Rehemtulla, N. Coughlin, M. W. Miller, A. A. et al.  The automation of optical transient discovery and classification in Rubin-era time-domain astronomy  p 1764   s41550-025-02720-6

There is simply no way a human can keep up with Vera Rubin. NO WAY. The camera produces a >3200 megapixel image, every minute, every clear night. That’s roughly a petabyte of data every 2 months. The next best option, then, is to have algorithms filter down the output; after one or two stages, then the stream might- might- be something manageable. And certain problems, like variable stars or slowly moving objects, are inherently ‘filterable’. A few other problems lend themselves to distributed ‘eyeballs’- assembling a corps of human volunteers, to perform visual recognition tasks at scale.

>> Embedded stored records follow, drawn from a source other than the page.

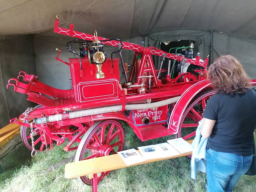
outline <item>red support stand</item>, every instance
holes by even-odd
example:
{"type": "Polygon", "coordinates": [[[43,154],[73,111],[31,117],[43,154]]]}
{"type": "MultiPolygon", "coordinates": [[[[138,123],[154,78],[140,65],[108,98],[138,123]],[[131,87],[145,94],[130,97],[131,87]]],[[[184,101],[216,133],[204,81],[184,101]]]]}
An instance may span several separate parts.
{"type": "Polygon", "coordinates": [[[98,180],[97,173],[93,174],[93,178],[92,180],[92,192],[98,192],[98,180]]]}

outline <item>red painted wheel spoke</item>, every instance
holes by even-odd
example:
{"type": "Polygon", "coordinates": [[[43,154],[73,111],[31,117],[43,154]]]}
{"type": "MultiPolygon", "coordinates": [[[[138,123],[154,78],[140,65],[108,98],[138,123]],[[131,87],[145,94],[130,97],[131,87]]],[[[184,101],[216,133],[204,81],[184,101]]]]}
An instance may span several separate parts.
{"type": "Polygon", "coordinates": [[[96,152],[96,153],[95,153],[91,155],[90,156],[88,156],[88,157],[86,157],[84,159],[83,159],[83,160],[85,160],[85,159],[92,159],[92,158],[94,158],[95,157],[97,157],[100,156],[100,153],[98,152],[96,152]]]}
{"type": "Polygon", "coordinates": [[[196,116],[200,120],[203,119],[203,117],[202,116],[198,113],[198,112],[196,111],[193,108],[191,108],[190,110],[190,111],[194,113],[196,116]]]}
{"type": "Polygon", "coordinates": [[[41,151],[44,150],[44,147],[45,145],[44,144],[42,143],[42,144],[41,145],[41,147],[40,148],[40,150],[41,151]]]}
{"type": "Polygon", "coordinates": [[[40,137],[39,138],[38,138],[34,142],[34,145],[36,145],[37,143],[38,143],[38,142],[41,140],[41,137],[40,137]]]}
{"type": "Polygon", "coordinates": [[[113,132],[113,130],[115,128],[115,124],[111,124],[109,130],[108,131],[108,134],[106,137],[106,143],[109,143],[110,142],[109,140],[110,139],[111,135],[112,132],[113,132]]]}
{"type": "Polygon", "coordinates": [[[110,139],[109,139],[109,142],[110,142],[111,141],[113,140],[114,140],[114,139],[115,139],[115,138],[117,136],[120,132],[120,130],[117,130],[115,132],[115,133],[114,133],[114,134],[112,135],[112,136],[110,137],[110,139]]]}
{"type": "Polygon", "coordinates": [[[100,149],[100,148],[98,147],[94,147],[94,146],[92,146],[92,145],[87,145],[87,146],[86,147],[88,149],[93,149],[94,150],[97,150],[97,151],[99,150],[99,149],[100,149]]]}
{"type": "Polygon", "coordinates": [[[184,137],[182,137],[182,138],[184,140],[186,140],[190,138],[191,138],[193,136],[195,136],[196,135],[196,131],[192,132],[192,133],[189,133],[187,135],[186,135],[184,137]]]}
{"type": "Polygon", "coordinates": [[[98,144],[98,145],[100,147],[101,147],[102,146],[102,143],[100,142],[100,139],[99,139],[99,137],[98,137],[98,136],[97,135],[97,134],[96,133],[94,133],[93,134],[93,137],[95,139],[95,141],[97,142],[98,144]]]}
{"type": "Polygon", "coordinates": [[[101,128],[101,133],[100,133],[100,142],[101,143],[104,143],[104,137],[105,136],[105,131],[106,130],[106,126],[103,126],[101,128]]]}
{"type": "Polygon", "coordinates": [[[52,148],[53,147],[53,142],[52,140],[50,138],[50,148],[52,148]]]}
{"type": "Polygon", "coordinates": [[[75,125],[77,127],[79,127],[81,129],[83,129],[84,128],[84,127],[83,126],[83,125],[81,123],[75,123],[73,124],[73,125],[75,125]]]}
{"type": "Polygon", "coordinates": [[[121,141],[117,141],[117,142],[116,142],[113,143],[113,144],[111,144],[110,145],[111,146],[111,147],[112,148],[114,147],[116,147],[116,146],[117,146],[117,145],[119,145],[120,144],[122,144],[123,143],[123,142],[121,141]]]}
{"type": "Polygon", "coordinates": [[[203,99],[202,100],[202,105],[203,105],[203,109],[204,111],[205,109],[205,107],[206,106],[206,100],[203,99]]]}
{"type": "Polygon", "coordinates": [[[189,123],[188,124],[184,124],[181,125],[181,128],[184,127],[197,127],[198,126],[198,123],[189,123]]]}

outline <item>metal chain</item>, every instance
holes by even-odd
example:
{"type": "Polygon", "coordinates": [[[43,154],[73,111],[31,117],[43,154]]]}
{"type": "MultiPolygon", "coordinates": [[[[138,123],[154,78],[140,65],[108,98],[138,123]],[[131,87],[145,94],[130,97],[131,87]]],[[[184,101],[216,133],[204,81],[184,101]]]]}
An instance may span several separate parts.
{"type": "MultiPolygon", "coordinates": [[[[25,112],[22,114],[23,114],[25,116],[24,118],[26,118],[29,113],[31,111],[34,110],[34,108],[33,107],[29,108],[28,107],[28,108],[26,109],[25,112]]],[[[32,151],[31,152],[31,156],[32,157],[35,157],[36,155],[37,151],[35,147],[35,144],[34,144],[34,137],[36,136],[37,133],[36,131],[35,131],[33,129],[33,124],[35,122],[35,119],[33,119],[33,120],[31,122],[29,123],[29,120],[27,119],[26,121],[26,123],[27,124],[30,124],[30,128],[31,130],[31,132],[30,133],[30,138],[31,138],[31,142],[32,143],[32,151]]]]}
{"type": "MultiPolygon", "coordinates": [[[[34,119],[33,119],[33,122],[34,121],[34,119]]],[[[32,151],[31,152],[31,156],[32,157],[35,157],[36,155],[37,151],[36,149],[35,148],[35,145],[34,145],[34,137],[36,136],[37,133],[36,131],[35,131],[33,129],[33,124],[32,122],[30,123],[30,128],[31,129],[31,132],[30,133],[30,137],[31,138],[31,142],[32,144],[32,151]]]]}

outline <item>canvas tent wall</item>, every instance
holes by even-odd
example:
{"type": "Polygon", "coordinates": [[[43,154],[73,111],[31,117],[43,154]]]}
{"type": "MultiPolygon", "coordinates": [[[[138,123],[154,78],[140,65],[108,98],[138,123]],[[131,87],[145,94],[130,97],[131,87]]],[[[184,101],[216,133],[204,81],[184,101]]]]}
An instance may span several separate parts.
{"type": "MultiPolygon", "coordinates": [[[[20,71],[35,72],[32,36],[28,34],[33,34],[39,80],[57,88],[70,88],[68,67],[54,59],[56,47],[62,50],[63,60],[72,56],[65,48],[70,39],[52,31],[56,14],[63,27],[73,23],[78,31],[92,34],[96,29],[101,36],[137,44],[145,35],[145,44],[148,41],[150,46],[157,48],[163,41],[197,41],[203,59],[209,53],[209,30],[214,29],[213,59],[221,55],[233,55],[250,77],[256,78],[255,8],[254,0],[90,0],[72,4],[66,0],[2,1],[0,127],[36,105],[27,101],[26,95],[6,89],[9,79],[17,77],[20,71]]],[[[106,46],[105,49],[109,57],[116,48],[106,46]]],[[[123,53],[125,62],[131,63],[133,52],[124,50],[123,53]]],[[[121,71],[120,68],[123,81],[121,71]]]]}

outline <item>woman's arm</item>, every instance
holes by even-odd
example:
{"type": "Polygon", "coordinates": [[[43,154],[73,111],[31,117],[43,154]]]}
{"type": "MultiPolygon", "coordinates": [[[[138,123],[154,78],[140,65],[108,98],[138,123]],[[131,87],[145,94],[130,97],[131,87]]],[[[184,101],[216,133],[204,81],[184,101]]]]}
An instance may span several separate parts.
{"type": "Polygon", "coordinates": [[[208,138],[212,134],[216,121],[204,118],[201,127],[201,134],[204,138],[208,138]]]}

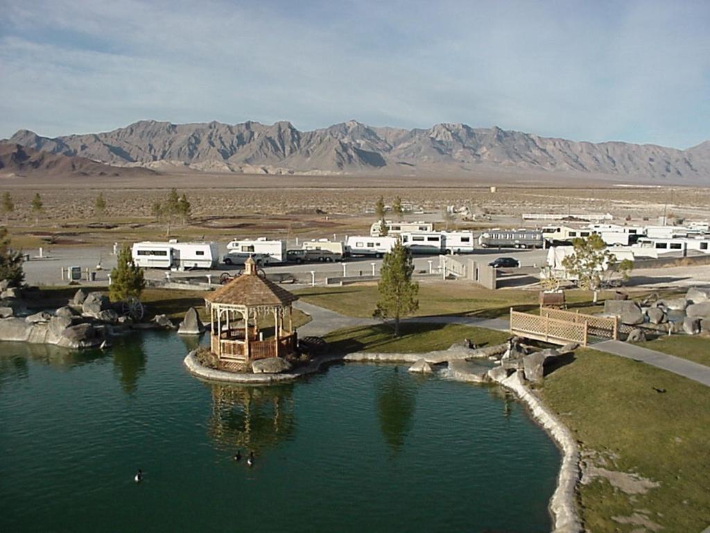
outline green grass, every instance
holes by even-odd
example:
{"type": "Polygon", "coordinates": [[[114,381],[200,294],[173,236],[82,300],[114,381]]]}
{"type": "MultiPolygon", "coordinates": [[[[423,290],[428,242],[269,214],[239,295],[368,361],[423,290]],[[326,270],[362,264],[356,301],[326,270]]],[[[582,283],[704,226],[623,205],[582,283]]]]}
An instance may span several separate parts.
{"type": "MultiPolygon", "coordinates": [[[[310,287],[295,292],[303,301],[348,316],[371,317],[377,302],[375,284],[310,287]]],[[[600,300],[610,294],[601,293],[600,300]]],[[[565,297],[568,308],[574,311],[600,312],[604,308],[603,305],[592,304],[592,294],[588,291],[567,291],[565,297]]],[[[538,309],[537,291],[492,291],[465,281],[422,283],[418,298],[417,316],[466,315],[490,318],[507,316],[510,307],[520,311],[538,309]]]]}
{"type": "Polygon", "coordinates": [[[393,336],[392,328],[385,324],[337,330],[325,336],[329,350],[351,352],[418,352],[445,350],[454,343],[471,339],[479,345],[501,344],[509,337],[502,331],[459,324],[403,323],[400,335],[393,336]]]}
{"type": "Polygon", "coordinates": [[[586,530],[630,532],[613,516],[646,511],[664,532],[700,532],[710,524],[710,388],[641,362],[590,349],[545,377],[542,397],[574,432],[583,451],[609,470],[660,486],[626,495],[606,480],[580,485],[586,530]],[[660,394],[653,387],[665,389],[660,394]]]}
{"type": "Polygon", "coordinates": [[[710,338],[687,335],[662,335],[640,346],[710,367],[710,338]]]}

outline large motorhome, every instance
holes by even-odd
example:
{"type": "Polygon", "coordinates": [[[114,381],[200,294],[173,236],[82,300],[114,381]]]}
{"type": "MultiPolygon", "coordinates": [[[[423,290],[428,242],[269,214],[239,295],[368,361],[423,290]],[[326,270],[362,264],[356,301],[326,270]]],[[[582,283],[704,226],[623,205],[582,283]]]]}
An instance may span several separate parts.
{"type": "MultiPolygon", "coordinates": [[[[425,222],[395,222],[393,220],[385,220],[387,225],[388,235],[398,235],[408,232],[431,232],[434,231],[434,224],[425,222]]],[[[379,237],[381,230],[381,225],[378,220],[370,226],[370,235],[372,237],[379,237]]]]}
{"type": "MultiPolygon", "coordinates": [[[[235,259],[241,258],[249,255],[263,257],[262,264],[269,263],[283,263],[286,260],[286,242],[283,240],[269,240],[266,237],[260,237],[258,239],[235,239],[226,245],[227,255],[225,256],[224,262],[229,264],[227,259],[229,256],[234,256],[235,259]]],[[[238,261],[233,261],[235,264],[239,264],[238,261]]],[[[244,260],[241,261],[244,262],[244,260]]]]}
{"type": "Polygon", "coordinates": [[[215,242],[143,241],[133,245],[131,256],[138,266],[148,269],[211,269],[217,266],[215,242]]]}
{"type": "Polygon", "coordinates": [[[444,232],[444,253],[470,254],[474,244],[473,232],[444,232]]]}
{"type": "Polygon", "coordinates": [[[392,249],[397,242],[394,237],[371,237],[355,235],[348,237],[346,247],[352,256],[373,255],[382,257],[392,249]]]}
{"type": "Polygon", "coordinates": [[[327,239],[306,241],[301,244],[305,250],[320,252],[319,259],[323,257],[325,261],[342,261],[346,255],[345,246],[340,241],[329,241],[327,239]]]}
{"type": "Polygon", "coordinates": [[[545,239],[537,230],[493,229],[481,233],[479,244],[482,248],[542,248],[545,239]]]}
{"type": "Polygon", "coordinates": [[[440,254],[444,251],[442,232],[411,232],[400,235],[402,244],[413,254],[440,254]]]}

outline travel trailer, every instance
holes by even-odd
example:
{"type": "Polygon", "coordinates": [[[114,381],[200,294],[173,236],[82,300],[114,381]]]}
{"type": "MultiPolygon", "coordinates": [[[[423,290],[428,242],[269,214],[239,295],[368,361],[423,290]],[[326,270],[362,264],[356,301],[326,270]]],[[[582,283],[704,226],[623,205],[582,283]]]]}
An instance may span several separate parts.
{"type": "MultiPolygon", "coordinates": [[[[394,222],[393,220],[385,220],[387,225],[388,235],[398,235],[406,232],[432,232],[434,231],[434,224],[432,222],[394,222]]],[[[379,237],[381,225],[380,221],[373,223],[370,226],[370,235],[372,237],[379,237]]]]}
{"type": "Polygon", "coordinates": [[[482,248],[542,248],[545,239],[537,230],[490,230],[481,234],[482,248]]]}
{"type": "Polygon", "coordinates": [[[342,242],[329,241],[327,239],[306,241],[301,244],[301,248],[312,252],[320,252],[318,260],[322,257],[324,261],[342,261],[346,255],[345,246],[342,242]]]}
{"type": "Polygon", "coordinates": [[[260,237],[258,239],[235,239],[226,245],[226,249],[229,253],[225,256],[224,262],[226,262],[226,259],[231,255],[236,257],[245,254],[246,257],[250,254],[255,257],[268,256],[264,257],[262,260],[262,264],[264,265],[269,263],[283,263],[286,261],[285,241],[269,240],[266,237],[260,237]]]}
{"type": "Polygon", "coordinates": [[[475,244],[473,232],[444,232],[444,253],[470,254],[475,244]]]}
{"type": "Polygon", "coordinates": [[[133,245],[131,257],[147,269],[211,269],[217,266],[219,251],[215,242],[143,241],[133,245]]]}
{"type": "Polygon", "coordinates": [[[441,254],[444,251],[444,234],[441,232],[402,233],[402,244],[413,254],[441,254]]]}
{"type": "Polygon", "coordinates": [[[348,237],[346,249],[351,256],[373,255],[382,257],[397,242],[393,237],[351,236],[348,237]]]}

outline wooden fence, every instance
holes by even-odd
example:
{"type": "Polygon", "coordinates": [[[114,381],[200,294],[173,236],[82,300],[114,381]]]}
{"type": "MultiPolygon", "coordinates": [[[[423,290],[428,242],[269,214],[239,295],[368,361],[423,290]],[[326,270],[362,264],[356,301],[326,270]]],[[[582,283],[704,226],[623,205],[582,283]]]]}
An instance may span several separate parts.
{"type": "Polygon", "coordinates": [[[569,322],[584,322],[587,325],[587,334],[592,337],[618,340],[619,338],[619,323],[618,317],[597,316],[596,315],[585,315],[579,311],[574,312],[543,307],[540,310],[542,316],[555,318],[569,322]]]}
{"type": "Polygon", "coordinates": [[[587,344],[587,323],[530,315],[510,309],[510,334],[552,344],[587,344]]]}

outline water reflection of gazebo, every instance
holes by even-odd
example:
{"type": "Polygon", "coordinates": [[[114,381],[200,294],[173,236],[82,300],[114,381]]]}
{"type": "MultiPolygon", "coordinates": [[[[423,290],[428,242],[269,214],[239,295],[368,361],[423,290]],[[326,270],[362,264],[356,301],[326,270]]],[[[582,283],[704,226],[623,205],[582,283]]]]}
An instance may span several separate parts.
{"type": "Polygon", "coordinates": [[[260,275],[249,257],[244,273],[204,298],[212,323],[210,347],[223,362],[248,364],[295,352],[291,303],[298,297],[260,275]],[[260,325],[272,319],[273,335],[260,325]]]}

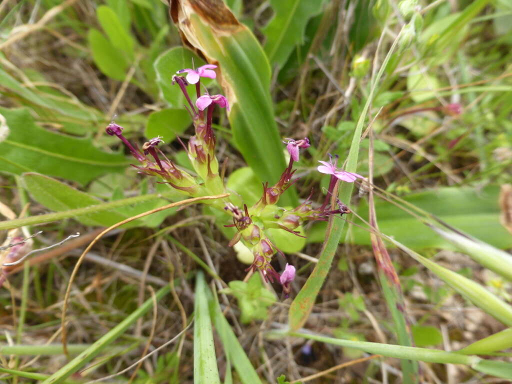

Rehemtulla et al. brief us on the issue in Nature. The journal has paywalled it (as is typical), but fortunately(?) there’s a preprint available:

https://arxiv.org/abs/2512.11959v1

Standard disclaimer: there’s a reason for a preprint, versus a ‘print’- the “pre-” indicates an earlier draft. In this case, the difference between this draft (the -v1 version, not ‘v0’) and the Nature Astronomy published paper is a difference of a few days. I’m going to assume the edits are minor.